— Не могу: я у князя Тюменева обедаю; там будут все Горюновы и она, она… Лидинька, — прибавил он шепотом. — Что это вы оставили князя? Какой веселый дом! На какую ногу поставлен! А дача! Утонула в цветах! Галерею пристроили, gothique[2]. Летом, говорят, будут танцы, живые картины. Вы будете бывать?
— Нет, я думаю, не буду.
— Ах, какой дом!

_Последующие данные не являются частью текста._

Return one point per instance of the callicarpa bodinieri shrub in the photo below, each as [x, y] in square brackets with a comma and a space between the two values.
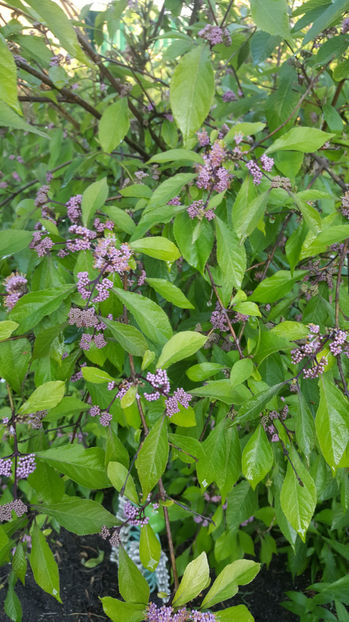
[174, 278]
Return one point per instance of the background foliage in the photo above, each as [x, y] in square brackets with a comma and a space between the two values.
[174, 265]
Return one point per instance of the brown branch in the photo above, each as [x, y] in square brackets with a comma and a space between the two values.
[232, 331]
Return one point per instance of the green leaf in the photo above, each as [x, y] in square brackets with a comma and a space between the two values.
[129, 337]
[19, 562]
[231, 258]
[117, 474]
[257, 457]
[132, 585]
[180, 346]
[331, 235]
[271, 16]
[202, 371]
[152, 458]
[253, 407]
[80, 516]
[157, 247]
[8, 77]
[173, 155]
[195, 240]
[31, 308]
[14, 360]
[118, 611]
[120, 218]
[248, 209]
[168, 189]
[239, 613]
[240, 572]
[170, 292]
[192, 90]
[327, 17]
[93, 199]
[7, 328]
[113, 125]
[96, 375]
[196, 578]
[84, 466]
[332, 422]
[304, 139]
[47, 396]
[58, 23]
[149, 548]
[305, 427]
[290, 330]
[222, 390]
[13, 240]
[241, 371]
[276, 286]
[298, 502]
[43, 564]
[151, 319]
[246, 129]
[9, 118]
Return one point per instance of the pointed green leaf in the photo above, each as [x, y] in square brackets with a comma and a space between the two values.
[47, 396]
[132, 585]
[240, 572]
[157, 247]
[43, 564]
[257, 457]
[93, 198]
[180, 346]
[149, 548]
[151, 319]
[196, 578]
[332, 421]
[152, 458]
[298, 502]
[192, 90]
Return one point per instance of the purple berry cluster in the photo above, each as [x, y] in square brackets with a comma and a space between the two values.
[215, 35]
[167, 614]
[15, 286]
[135, 515]
[16, 506]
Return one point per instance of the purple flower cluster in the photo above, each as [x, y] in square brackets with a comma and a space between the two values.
[25, 466]
[179, 397]
[159, 380]
[229, 96]
[111, 259]
[41, 196]
[174, 201]
[16, 506]
[42, 245]
[215, 35]
[15, 286]
[255, 171]
[267, 163]
[345, 201]
[104, 417]
[203, 138]
[212, 175]
[6, 467]
[82, 243]
[135, 515]
[167, 614]
[74, 208]
[218, 319]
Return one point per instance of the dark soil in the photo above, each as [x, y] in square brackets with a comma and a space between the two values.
[81, 587]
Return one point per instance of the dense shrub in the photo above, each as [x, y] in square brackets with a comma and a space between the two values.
[174, 263]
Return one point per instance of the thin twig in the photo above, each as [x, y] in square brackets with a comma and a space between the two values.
[224, 311]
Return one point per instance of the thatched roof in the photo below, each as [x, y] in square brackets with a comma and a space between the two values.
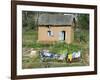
[55, 19]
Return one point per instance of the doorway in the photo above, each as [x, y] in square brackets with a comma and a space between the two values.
[62, 35]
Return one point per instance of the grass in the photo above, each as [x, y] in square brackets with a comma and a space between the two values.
[29, 40]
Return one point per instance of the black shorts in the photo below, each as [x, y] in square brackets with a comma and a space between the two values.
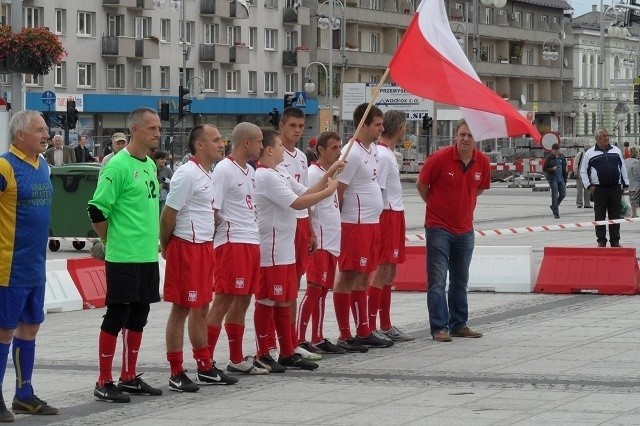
[132, 282]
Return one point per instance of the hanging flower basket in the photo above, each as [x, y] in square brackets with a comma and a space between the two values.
[31, 51]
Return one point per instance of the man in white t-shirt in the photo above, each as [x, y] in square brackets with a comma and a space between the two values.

Нынешнюю зиму по средам меньше пятидесяти человек не бывало, а иногда набиралось до ста…
— Боже ты мой! Вот скука-то должна быть адская!
— Как это можно? Скука! Да чем больше, тем веселей. Лидия бывала там, я ее не замечал, да вдруг…
Напрасно я забыть ее стараюсь
И страсть хочу рассудком победить… —
запел он и сел, забывшись, на кресло, но вдруг вскочил и стал отирать пыль с платья.
— Какая у вас пыль везде! — сказал он.
— Все Захар! — пожаловался Обломов.
— Ну, мне пора! — сказал Волков. — За камелиями для букета Мише. Au revoir [3].
— Приезжайте вечером чай пить, из балета: расскажете, как там что было, — приглашал Обломов.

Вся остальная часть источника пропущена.